Throughout the novel, Ignatius exhibits what would today be considered symptoms of depression. He operates under the mindset that he does not belong in the world and that his numerous failings are the work of some higher power. He continually refers to the goddess Fortuna as having spun him downwards on her wheel of luck. This type of thought may be akin to the psychological idea of "external locus of control" in which the subject believes that he is more or less powerless to alter the circumstances of his life through his own actions.
Additionally, Ignatius shows the traits of an addictive personality in his inability to eat in moderation and regular bouts of chronic sexual self-fulfillment (he becomes sexually aroused by thoughts of his deceased dog and when he is lifted into the air by four black factory workers). His mockery of obscene images is portrayed as a defensive posture to hide their titillating effect on him.

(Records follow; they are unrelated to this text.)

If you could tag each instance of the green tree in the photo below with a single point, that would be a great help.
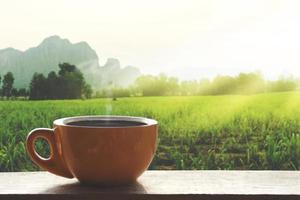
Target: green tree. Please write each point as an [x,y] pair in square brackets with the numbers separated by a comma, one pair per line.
[38,87]
[7,84]
[22,92]
[52,85]
[71,81]
[87,91]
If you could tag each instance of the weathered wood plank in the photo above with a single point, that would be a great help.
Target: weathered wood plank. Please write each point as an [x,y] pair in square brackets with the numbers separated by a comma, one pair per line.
[158,185]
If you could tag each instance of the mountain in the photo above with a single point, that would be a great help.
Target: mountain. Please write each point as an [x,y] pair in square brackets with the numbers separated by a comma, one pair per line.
[54,50]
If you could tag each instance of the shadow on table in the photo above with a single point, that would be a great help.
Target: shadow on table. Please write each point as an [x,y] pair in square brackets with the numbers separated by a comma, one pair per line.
[78,188]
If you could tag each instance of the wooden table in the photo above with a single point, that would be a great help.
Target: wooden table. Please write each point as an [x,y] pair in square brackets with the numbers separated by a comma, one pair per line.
[158,185]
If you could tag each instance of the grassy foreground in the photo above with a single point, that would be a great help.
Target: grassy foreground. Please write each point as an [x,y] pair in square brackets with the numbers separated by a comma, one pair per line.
[206,132]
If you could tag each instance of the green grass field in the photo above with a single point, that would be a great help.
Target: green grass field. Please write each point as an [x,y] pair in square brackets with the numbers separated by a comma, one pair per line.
[206,132]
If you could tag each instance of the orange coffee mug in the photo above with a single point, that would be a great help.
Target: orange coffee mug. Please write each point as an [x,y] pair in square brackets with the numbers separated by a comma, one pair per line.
[107,150]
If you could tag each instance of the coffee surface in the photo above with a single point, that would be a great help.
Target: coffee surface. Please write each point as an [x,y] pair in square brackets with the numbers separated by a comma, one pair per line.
[106,123]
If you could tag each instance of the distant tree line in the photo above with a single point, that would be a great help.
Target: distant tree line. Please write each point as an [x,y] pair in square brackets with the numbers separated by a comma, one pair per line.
[162,85]
[69,83]
[7,89]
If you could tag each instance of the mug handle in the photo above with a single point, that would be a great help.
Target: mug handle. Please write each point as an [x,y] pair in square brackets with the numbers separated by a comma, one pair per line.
[54,163]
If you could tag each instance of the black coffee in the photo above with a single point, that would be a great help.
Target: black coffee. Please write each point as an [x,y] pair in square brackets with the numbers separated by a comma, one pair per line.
[106,123]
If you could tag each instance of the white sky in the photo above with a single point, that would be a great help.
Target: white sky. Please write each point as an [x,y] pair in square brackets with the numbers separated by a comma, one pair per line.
[188,39]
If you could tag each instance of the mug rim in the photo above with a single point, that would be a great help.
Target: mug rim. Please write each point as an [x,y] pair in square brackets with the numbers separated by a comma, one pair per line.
[64,121]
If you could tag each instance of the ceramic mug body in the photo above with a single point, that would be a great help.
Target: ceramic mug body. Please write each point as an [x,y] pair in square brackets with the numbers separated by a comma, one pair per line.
[97,155]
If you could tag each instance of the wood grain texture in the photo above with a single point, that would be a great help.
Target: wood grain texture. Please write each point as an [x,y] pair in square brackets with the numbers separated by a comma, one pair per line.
[158,185]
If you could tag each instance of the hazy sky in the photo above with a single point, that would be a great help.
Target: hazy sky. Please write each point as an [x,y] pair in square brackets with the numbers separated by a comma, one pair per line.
[188,39]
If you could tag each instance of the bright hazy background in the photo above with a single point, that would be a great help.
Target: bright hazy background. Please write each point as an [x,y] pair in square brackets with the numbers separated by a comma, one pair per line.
[188,39]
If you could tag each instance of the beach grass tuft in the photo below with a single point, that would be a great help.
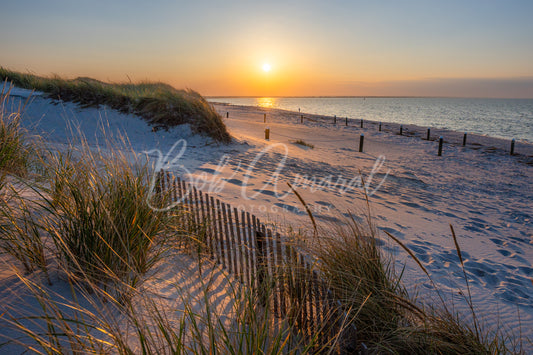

In addition, he exhibits bizarre aversions, for example to Greyhound Scenicruiser buses, the bi-level coaches used by the company at the time for its longer routes. He speaks of the horror he feels even just knowing that they are hurtling about in the night.
As to Myrna:
Myrna "The Minx" is a Jewish beatnik from New York City whom Ignatius met while she was in college in New Orleans. Though their political, social, religious, and personal orientations could hardly be more different, Myrna and Ignatius fascinate one another. Repeated reference is made to the tag-team attack on the teachings of the professors Myrna and Ignatius engaged in during their college years. For most of the novel she is seen only in the regular correspondence which the two keep up since her return to New York, a correspondence heavily weighted with sexual analysis on the part of Myrna and contempt for her apparent sacrilegious activity by Ignatius. Officially, they both deplore everything the other stands for. Though probably neither of them would admit it, their correspondence indicates that, though separated by half a continent, many of their actions are taken with the intention of impressing the other.
Sounds just like the mornings on KTTS-AM radio.